NAROOMA oysters were recently put under the microscope as part of a series of South Coast workshops organised by Southern Rivers Catchment Management Authority (CMA) with funding from the Australian Government’s Caring for our Country initiative.
Southern Rivers CMA Coastal Officer Adam Gietzelt said the workshops were conducted to give local oyster farmers further insights into their industry and to enhance their knowledge about aquatic environments.
“Farmers were able to engage with industry experts and get hands-on with oysters and aquatic organisms under the microscope,” Mr Gietzelt said.
“Information was provided on the growth and mortality of oysters in local estuaries, how to identify and enhance wild oyster larvae catch, the benefits of phytoplankton, seagrass and seaweeds as food for oysters and environmental management.
“Plenty of tips were also offered on improving oyster production and the health of estuaries.
“The workshops also provided a great opportunity to exchange information. Oyster farmers made the most of it, with many probing questions being posed to presenters.”
Workshop presenters included Dr Pia Winberg and Dr Ana Rubio from the Shoalhaven Marine and Freshwater Centre, microalgae specialist Peter Horne, as well as representatives from the NSW Department of Primary Industries, Macquarie University and Elgin Associates.
Also attending were Environmental Management Systems (EMS) officers Chelsea Nash and Sue McIntyre, who are rolling out the EMS programs on the local estuaries.
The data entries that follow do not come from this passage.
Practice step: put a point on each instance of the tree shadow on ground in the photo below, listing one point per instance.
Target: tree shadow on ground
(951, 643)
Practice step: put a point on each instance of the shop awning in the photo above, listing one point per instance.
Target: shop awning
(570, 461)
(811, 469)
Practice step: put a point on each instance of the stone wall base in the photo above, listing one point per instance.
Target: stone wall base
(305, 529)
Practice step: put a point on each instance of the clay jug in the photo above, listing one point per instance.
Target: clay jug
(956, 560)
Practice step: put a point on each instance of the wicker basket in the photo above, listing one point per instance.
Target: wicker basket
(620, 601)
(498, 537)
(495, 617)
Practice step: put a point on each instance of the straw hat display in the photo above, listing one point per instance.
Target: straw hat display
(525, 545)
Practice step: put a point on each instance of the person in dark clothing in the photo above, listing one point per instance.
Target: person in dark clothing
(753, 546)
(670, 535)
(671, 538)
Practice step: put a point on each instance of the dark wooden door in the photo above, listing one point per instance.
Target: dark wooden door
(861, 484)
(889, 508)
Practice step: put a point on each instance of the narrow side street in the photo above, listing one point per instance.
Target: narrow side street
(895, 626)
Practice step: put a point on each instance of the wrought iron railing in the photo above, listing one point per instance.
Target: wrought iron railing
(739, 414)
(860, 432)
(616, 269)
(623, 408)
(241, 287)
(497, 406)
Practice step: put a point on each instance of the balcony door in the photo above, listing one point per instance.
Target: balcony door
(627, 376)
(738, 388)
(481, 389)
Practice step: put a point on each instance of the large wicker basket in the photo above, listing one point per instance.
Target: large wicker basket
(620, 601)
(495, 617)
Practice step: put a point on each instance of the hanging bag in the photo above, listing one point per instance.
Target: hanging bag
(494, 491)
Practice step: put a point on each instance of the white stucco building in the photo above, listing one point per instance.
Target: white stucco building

Around 55 South Coast oyster farmers have now attended workshops held in the Shoalhaven, Clyde, Tuross, Wagonga, Wapengo, Pambula, Merimbula and Wonboyn estuaries as part of a broader Southern Rivers CMA program, which is assisting the oyster industry to develop and implement environmental management systems.
The growers commented how interesting all the speakers were and how worthwhile the workshops were as there was always something new to learn about oysters, the environment and the industry.